Asian shares ticked up on Thursday after US President Donald Trump and congressional leaders agreed to raise the government debt limit until December, eliminating the risk of a government shutdown for now.
The euro maintained this week’s slim gains ahead of the European Central Bank’s (ECB) policy event later in the day while oil prices were supported after US Gulf Coast refineries reopened.
MSCI’s broadest index of Asia–Pacific shares outside Japan gained 0.3 per cent while Japan’s Nikkei rose 0.6 per cent.
In New York the previous day, the S&P 500 gained 7.69 points, or 0.31 per cent, led by gains in energy sector on the back of rise in oil prices.

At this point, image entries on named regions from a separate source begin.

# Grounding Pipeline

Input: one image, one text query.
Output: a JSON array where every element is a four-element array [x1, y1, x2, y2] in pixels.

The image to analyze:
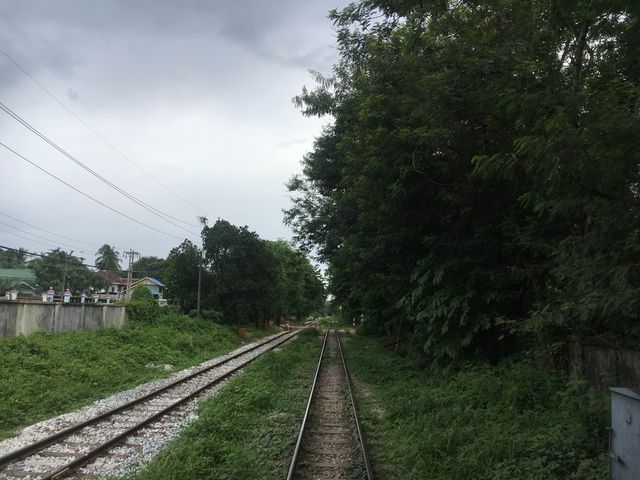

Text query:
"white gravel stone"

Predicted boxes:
[[0, 335, 300, 480]]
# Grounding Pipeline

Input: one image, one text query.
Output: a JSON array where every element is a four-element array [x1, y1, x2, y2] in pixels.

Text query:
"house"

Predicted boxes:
[[0, 268, 38, 296], [132, 277, 167, 299]]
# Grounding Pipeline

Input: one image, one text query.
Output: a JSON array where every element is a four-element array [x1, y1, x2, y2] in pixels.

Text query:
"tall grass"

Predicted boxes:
[[133, 334, 320, 480], [348, 339, 608, 480], [0, 316, 241, 438]]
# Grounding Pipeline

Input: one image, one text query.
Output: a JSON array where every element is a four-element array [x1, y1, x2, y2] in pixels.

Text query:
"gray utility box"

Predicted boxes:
[[609, 388, 640, 480]]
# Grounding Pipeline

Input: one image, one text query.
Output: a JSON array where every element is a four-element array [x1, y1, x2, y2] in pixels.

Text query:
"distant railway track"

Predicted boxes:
[[0, 330, 298, 480], [287, 330, 373, 480]]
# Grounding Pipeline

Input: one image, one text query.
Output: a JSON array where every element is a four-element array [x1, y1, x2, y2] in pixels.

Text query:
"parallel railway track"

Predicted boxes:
[[287, 330, 373, 480], [0, 331, 297, 480]]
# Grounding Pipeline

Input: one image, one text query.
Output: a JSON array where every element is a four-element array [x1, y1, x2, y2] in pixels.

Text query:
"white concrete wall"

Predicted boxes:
[[0, 301, 125, 338]]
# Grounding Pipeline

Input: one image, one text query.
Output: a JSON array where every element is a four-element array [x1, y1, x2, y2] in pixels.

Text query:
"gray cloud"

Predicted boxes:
[[0, 0, 346, 259]]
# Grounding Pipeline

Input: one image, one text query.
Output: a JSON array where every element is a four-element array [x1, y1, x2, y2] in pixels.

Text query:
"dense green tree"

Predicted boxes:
[[285, 0, 640, 358], [96, 243, 120, 271], [29, 248, 108, 294], [202, 219, 275, 325], [132, 257, 166, 281], [0, 248, 27, 268], [265, 240, 326, 324], [163, 240, 200, 313]]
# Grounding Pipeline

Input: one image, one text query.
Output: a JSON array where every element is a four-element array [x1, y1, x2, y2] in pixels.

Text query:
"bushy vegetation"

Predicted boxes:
[[126, 285, 160, 323], [129, 332, 320, 480], [0, 316, 241, 438], [286, 0, 640, 360], [165, 219, 326, 326], [347, 338, 608, 480]]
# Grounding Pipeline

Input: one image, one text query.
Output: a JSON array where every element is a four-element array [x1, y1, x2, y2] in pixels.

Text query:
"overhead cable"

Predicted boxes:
[[0, 48, 206, 218], [0, 212, 100, 248], [0, 102, 198, 236], [0, 222, 87, 253], [0, 142, 183, 240]]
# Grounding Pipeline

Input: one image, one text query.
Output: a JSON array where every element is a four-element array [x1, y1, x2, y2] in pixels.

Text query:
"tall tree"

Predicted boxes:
[[96, 243, 120, 271], [163, 240, 200, 313], [29, 248, 108, 293], [133, 257, 166, 281], [202, 219, 275, 325], [0, 248, 27, 268], [286, 0, 640, 358]]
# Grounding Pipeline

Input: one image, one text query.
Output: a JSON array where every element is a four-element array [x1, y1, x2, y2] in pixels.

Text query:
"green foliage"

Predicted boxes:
[[96, 243, 120, 271], [29, 248, 109, 293], [0, 316, 241, 438], [163, 240, 200, 313], [126, 285, 161, 323], [0, 248, 27, 268], [298, 328, 320, 337], [131, 285, 155, 303], [132, 257, 167, 283], [347, 339, 609, 480], [132, 337, 320, 480], [285, 0, 640, 359]]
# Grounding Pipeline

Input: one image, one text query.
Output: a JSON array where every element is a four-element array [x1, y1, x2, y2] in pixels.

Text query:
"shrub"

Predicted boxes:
[[131, 285, 155, 303], [126, 285, 160, 323], [298, 327, 320, 337]]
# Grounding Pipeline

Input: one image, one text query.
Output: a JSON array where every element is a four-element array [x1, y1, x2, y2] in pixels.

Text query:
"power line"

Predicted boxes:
[[0, 212, 99, 248], [0, 229, 67, 248], [0, 245, 165, 274], [0, 48, 206, 215], [0, 142, 182, 240], [0, 102, 198, 235], [0, 222, 86, 253]]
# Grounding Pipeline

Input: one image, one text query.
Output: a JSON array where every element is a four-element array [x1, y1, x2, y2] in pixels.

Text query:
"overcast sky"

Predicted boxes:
[[0, 0, 346, 263]]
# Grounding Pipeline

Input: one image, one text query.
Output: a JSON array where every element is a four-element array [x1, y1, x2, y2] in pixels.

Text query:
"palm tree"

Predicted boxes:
[[96, 243, 120, 270]]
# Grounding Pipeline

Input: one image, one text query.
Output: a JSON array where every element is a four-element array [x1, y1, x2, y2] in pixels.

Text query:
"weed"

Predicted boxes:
[[347, 338, 608, 480], [128, 337, 320, 480], [0, 316, 241, 438]]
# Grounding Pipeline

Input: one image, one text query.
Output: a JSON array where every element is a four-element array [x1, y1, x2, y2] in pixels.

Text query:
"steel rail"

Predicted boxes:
[[287, 330, 329, 480], [336, 330, 373, 480], [0, 331, 298, 479]]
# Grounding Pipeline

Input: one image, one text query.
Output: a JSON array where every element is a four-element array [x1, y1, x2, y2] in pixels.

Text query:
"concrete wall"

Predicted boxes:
[[0, 301, 125, 338], [569, 340, 640, 392]]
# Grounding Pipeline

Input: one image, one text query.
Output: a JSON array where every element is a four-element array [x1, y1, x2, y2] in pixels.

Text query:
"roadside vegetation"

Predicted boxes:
[[346, 337, 609, 480], [0, 314, 242, 438], [131, 329, 321, 480]]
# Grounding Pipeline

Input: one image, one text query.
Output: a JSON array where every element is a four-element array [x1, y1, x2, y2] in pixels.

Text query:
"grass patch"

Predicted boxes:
[[346, 338, 609, 480], [0, 316, 242, 438], [127, 335, 321, 480]]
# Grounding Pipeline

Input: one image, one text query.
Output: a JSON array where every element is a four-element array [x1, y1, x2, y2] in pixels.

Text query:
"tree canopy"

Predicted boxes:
[[165, 219, 325, 325], [132, 256, 166, 281], [285, 0, 640, 359], [0, 248, 27, 268], [29, 248, 108, 293], [96, 243, 120, 271]]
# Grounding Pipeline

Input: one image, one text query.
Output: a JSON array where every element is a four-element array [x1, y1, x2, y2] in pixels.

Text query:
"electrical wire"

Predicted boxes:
[[0, 222, 86, 253], [0, 245, 162, 274], [0, 102, 198, 236], [0, 48, 207, 217], [0, 229, 72, 248], [0, 142, 182, 240], [0, 212, 100, 248]]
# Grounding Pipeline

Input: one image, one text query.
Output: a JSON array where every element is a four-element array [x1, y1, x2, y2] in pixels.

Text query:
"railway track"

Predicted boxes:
[[287, 330, 373, 480], [0, 331, 298, 480]]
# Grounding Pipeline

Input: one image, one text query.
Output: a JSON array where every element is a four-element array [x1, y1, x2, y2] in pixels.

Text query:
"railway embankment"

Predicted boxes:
[[0, 315, 245, 439], [132, 330, 322, 480], [346, 337, 609, 480]]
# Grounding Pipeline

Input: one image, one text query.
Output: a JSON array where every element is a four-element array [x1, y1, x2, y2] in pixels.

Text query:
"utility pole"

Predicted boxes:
[[196, 250, 202, 318], [123, 250, 140, 300], [62, 250, 73, 292]]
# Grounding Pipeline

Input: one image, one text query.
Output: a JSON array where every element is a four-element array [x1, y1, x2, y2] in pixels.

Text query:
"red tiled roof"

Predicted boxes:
[[97, 270, 127, 285]]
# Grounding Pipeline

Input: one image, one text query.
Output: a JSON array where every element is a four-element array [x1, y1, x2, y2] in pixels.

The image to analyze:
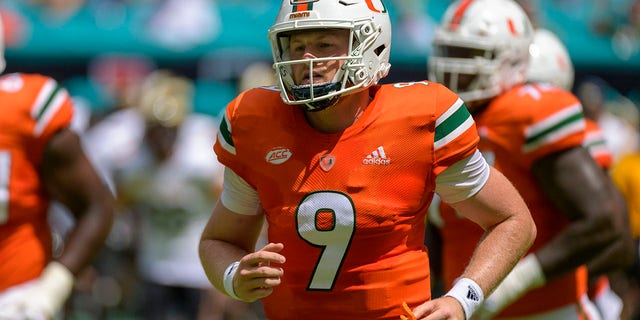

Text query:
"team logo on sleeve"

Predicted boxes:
[[319, 153, 336, 171], [265, 147, 291, 164]]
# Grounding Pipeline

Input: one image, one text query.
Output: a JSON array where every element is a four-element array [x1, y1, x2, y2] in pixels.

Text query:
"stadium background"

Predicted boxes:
[[0, 0, 640, 118]]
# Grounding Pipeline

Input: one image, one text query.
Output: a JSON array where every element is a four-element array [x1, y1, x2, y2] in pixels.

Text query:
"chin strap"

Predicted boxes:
[[291, 82, 340, 111]]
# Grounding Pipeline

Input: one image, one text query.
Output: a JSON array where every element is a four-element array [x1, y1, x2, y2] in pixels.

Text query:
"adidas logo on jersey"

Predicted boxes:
[[362, 146, 391, 166]]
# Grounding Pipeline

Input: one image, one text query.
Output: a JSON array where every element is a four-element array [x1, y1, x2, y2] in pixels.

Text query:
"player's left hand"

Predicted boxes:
[[404, 296, 465, 320], [233, 243, 285, 302], [0, 262, 74, 320]]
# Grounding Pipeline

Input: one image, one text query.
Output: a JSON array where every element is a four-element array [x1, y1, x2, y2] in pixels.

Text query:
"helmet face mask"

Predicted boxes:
[[269, 0, 391, 111], [429, 0, 533, 102]]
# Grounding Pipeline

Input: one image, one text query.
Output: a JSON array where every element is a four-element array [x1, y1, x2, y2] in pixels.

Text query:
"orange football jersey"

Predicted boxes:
[[440, 85, 587, 317], [215, 81, 479, 320], [0, 74, 73, 291]]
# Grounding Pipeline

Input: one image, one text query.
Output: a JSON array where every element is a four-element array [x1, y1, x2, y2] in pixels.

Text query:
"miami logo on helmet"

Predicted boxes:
[[289, 0, 320, 13], [289, 0, 387, 13]]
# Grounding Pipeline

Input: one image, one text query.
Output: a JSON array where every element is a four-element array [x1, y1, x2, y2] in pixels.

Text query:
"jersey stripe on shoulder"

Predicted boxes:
[[434, 98, 474, 150], [523, 103, 585, 153], [218, 114, 236, 155], [31, 79, 70, 136]]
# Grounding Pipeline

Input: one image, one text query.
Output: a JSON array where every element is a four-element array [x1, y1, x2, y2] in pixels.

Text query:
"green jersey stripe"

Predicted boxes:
[[31, 79, 60, 120], [218, 115, 236, 155], [523, 104, 585, 152], [434, 99, 474, 150], [32, 83, 69, 136]]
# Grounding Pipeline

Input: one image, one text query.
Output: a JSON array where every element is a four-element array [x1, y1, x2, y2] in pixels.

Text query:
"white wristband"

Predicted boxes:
[[484, 253, 546, 313], [39, 261, 74, 314], [223, 261, 241, 300], [445, 278, 484, 320]]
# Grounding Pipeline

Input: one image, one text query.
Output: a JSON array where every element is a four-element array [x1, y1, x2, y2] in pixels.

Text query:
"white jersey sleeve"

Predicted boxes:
[[436, 150, 490, 203]]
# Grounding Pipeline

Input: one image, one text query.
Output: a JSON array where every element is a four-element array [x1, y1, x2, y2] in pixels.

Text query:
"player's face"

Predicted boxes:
[[289, 29, 349, 85]]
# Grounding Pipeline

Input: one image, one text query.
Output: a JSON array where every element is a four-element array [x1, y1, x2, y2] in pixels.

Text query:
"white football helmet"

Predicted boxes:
[[527, 28, 574, 91], [429, 0, 533, 102], [269, 0, 391, 111], [0, 15, 7, 73]]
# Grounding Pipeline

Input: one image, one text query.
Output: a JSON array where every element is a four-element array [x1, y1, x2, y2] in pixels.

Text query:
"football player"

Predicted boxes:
[[0, 11, 114, 320], [429, 0, 632, 319], [200, 0, 535, 320]]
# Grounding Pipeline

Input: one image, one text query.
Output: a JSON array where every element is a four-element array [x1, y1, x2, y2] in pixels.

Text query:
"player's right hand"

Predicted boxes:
[[233, 243, 286, 302]]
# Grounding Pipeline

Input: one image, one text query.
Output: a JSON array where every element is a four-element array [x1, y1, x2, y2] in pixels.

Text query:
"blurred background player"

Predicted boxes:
[[80, 70, 257, 319], [429, 0, 631, 319], [527, 28, 631, 320], [0, 11, 114, 320]]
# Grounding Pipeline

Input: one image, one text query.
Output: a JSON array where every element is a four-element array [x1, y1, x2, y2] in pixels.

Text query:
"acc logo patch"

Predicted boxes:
[[265, 147, 291, 164]]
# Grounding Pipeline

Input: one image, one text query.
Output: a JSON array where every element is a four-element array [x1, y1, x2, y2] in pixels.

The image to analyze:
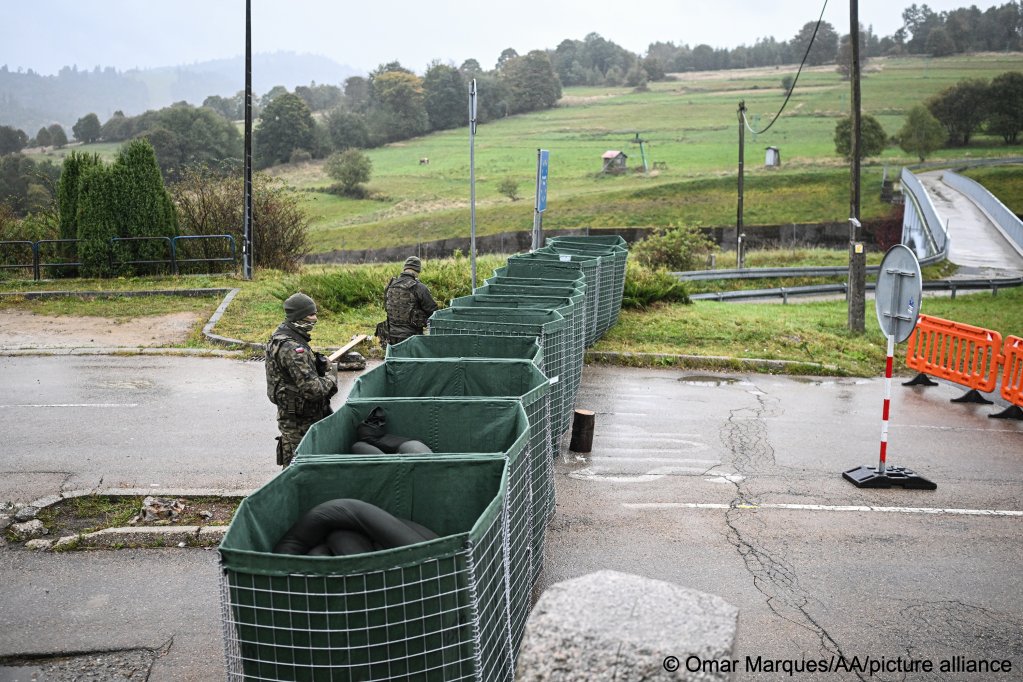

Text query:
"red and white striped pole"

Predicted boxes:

Trump forged a surprising deal with Democrats in Congress to raise the US debt limit and provide government funding until December 15, embracing his political adversaries and blindsiding fellow Republicans in a rare bipartisan accord.
“The deadline on debt ceiling has been extended just by three months so it will come back to haunt markets again later this year. Still, markets liked it as we don’t have to worry about it for now,” said Masahiro Ichikawa, senior strategist at Sumitomo Mitsui Asset Management.
The news also helped to lift US Treasuries yields, with the 10-year yield rising back to 2.101 per cent from its 10-month low of 2.054 per cent touched earlier on Wednesday.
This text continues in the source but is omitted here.